Im Anfang war der Name, und der Name war Hans Maier, oder Mayer, oder Hanns Mayr oder Johann Mayer oder Johannes Maier. (1) Schon der Knabe hadert mit seinem Namen, er war ihm zu "gewöhnlich". Gewöhnlich war aber auch seine Kindheit, d.h. gewöhnlich im besten Sinne, - man könnte fast von idyllisch sprechen. Ein unveröffentlichter Rückblick, eine autobiographische Skizze aus dem Jahre 1957, gibt Auskunft(2) "Erinnerungsbücher zu schreiben", leitet der Fünfundvierzigjährige seine Memoiren ein, "ist das Privilegium bedeutender Menschen: Ich bin kein solcher." Die Besinnung auf seine Kindheit will uns nahelegen, daß der "wirkliche" Amery in seinen Anfängen zu suchen ist: "Die Stunden, da die trübselige Geschichte ­meines Lebens noch gar nicht trübselig war, und da der triste Ausgang noch nicht feststand, ja tatsächlich kaum erwartet werden konnte - sie sind meine Ehrenstunden", trium­phiert er, "und es ist mein Gescheiterten-Recht, mich ihrer zu erinnern.

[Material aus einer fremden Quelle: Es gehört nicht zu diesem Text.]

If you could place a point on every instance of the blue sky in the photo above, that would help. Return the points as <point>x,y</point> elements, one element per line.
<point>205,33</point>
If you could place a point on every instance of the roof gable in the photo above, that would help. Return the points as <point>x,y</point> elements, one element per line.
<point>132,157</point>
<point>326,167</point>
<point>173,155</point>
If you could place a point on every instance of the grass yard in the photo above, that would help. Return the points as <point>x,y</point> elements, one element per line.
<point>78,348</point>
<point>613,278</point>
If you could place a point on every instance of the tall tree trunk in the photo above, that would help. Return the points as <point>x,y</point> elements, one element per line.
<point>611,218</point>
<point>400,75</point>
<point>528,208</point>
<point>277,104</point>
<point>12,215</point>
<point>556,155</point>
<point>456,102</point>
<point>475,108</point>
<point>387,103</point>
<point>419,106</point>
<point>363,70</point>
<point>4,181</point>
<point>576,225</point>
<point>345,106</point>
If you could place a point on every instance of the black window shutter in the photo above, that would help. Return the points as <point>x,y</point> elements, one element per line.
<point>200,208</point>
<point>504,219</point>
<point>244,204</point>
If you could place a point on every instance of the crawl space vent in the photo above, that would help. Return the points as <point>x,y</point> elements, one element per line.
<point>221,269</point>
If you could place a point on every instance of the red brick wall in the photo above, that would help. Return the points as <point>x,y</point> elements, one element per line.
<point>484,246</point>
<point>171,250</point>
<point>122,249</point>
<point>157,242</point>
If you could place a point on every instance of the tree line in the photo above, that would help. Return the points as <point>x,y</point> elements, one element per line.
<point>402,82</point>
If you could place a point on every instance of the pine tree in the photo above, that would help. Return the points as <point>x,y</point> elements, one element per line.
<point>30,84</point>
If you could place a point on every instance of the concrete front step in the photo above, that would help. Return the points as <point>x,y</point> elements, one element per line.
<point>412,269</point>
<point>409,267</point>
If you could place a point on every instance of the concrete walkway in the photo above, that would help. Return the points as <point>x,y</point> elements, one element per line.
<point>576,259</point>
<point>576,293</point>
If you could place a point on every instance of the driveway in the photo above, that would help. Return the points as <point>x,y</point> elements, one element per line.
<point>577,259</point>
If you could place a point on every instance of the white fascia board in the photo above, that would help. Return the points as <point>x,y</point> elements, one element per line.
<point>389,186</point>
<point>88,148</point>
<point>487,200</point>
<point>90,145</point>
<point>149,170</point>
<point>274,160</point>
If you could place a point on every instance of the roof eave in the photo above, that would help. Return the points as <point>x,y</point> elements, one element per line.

Nur im Abgelebten erkenne ich mich wieder."

Hohenems: Heimatschein und Scheinheimat

Hier also zum Abgelebten: Geboren ist - Hans Maier (sic!) - am 31.Oktober 1912 in Wien, aber... 'fast durch einen Zufall' in Wien, denn die Familie stammt väterlicherseits aus Hohenems in Vorarlberg. "Mein Großvater war sehr stolz auf seinen Stammbaum (...), der bis ins 17.Jahrhundert reichte. Mir ist das völlig gleichgültig, woher ich stam­me"(3), behauptet er 1978 in einem Gespräch mit Ingo Hermann. 
So mag er am Ende seines Lebens gedacht haben, in den dreißiger Jahren war ihm die Bestätigung seiner Herkunft alles andere als gleichgültig. Und die launische Handhabung der Rechtschreibung seines Familiennamens wird, als es darauf ankam, zu einer Sache von Leben und Tod. Die Germanistin Petra Zudrell hat vor kurzem zwei Ansuchen von Hans Mayer um einen Heimatschein ausfindig machen können, die sich im Archiv der Stadt Hohen­ems erhalten haben. Den ersten Antrag stellt er 1931. "Da ich am 20. d.M. verreise, benötige ich einen Paß, zu dessen Ausstellung ich aber einen Heimatschein dringend benötige."(4) Den Brief unterzeichnet er mit "Hanns Mayer" und bemerkt zur Rechtschreibung seines Namens in einem Postskriptum: "Ich bitte höflichst zu beach­ten, daß der Familienname 'Mayer', nicht wie im Geburtsschein fälschlich 'Maier' ist." Die Markt­gemeinde Hohenems entspricht seinem Wunsch, der Heimatschein von 1931 wird tatsächlich auf Mayer mit 'y' ausgestellt.
1938 stellt sich dem Juden die Situation ungleich dramatischer dar: Weil seine anderen Identitätspapiere den Fa­miliennamen Maier mit "i" zeigten, muß er nun das so kostbar errungene "y" widerrufen, denn nur mit einem "i" kann er seine Haut retten.
"Da ich zum Zwecke meiner Auswanderung aus Deutsch­österreich", heißt es da am 4.11.1938 im besten Beamtendeutsch, "und zur Beschaffung des Passes einen Heimatschein benötige, wende ich mich, da ich nicht in der Lage bin, in meine Heimatgemeinde zu reisen, an dieselbe um Übersendung eines Heimatscheins." Zwar sei er schon im Besitz eines solchen aus dem Jahre 1931, doch sei dieser nicht gültig, "da er meinen Namen, Maier, mit 'y' anstatt richtig mit 'i' schreibt. (...) Ich bitte, um mir als Nichtarier die Möglichkeit einer beschleunigten Auswanderung zu geben, ergebenst um eine baldige Übersendung des Heimatscheins". Diese tödlichen Verwirrspiele wird er bis zum Jahre 1955 treiben.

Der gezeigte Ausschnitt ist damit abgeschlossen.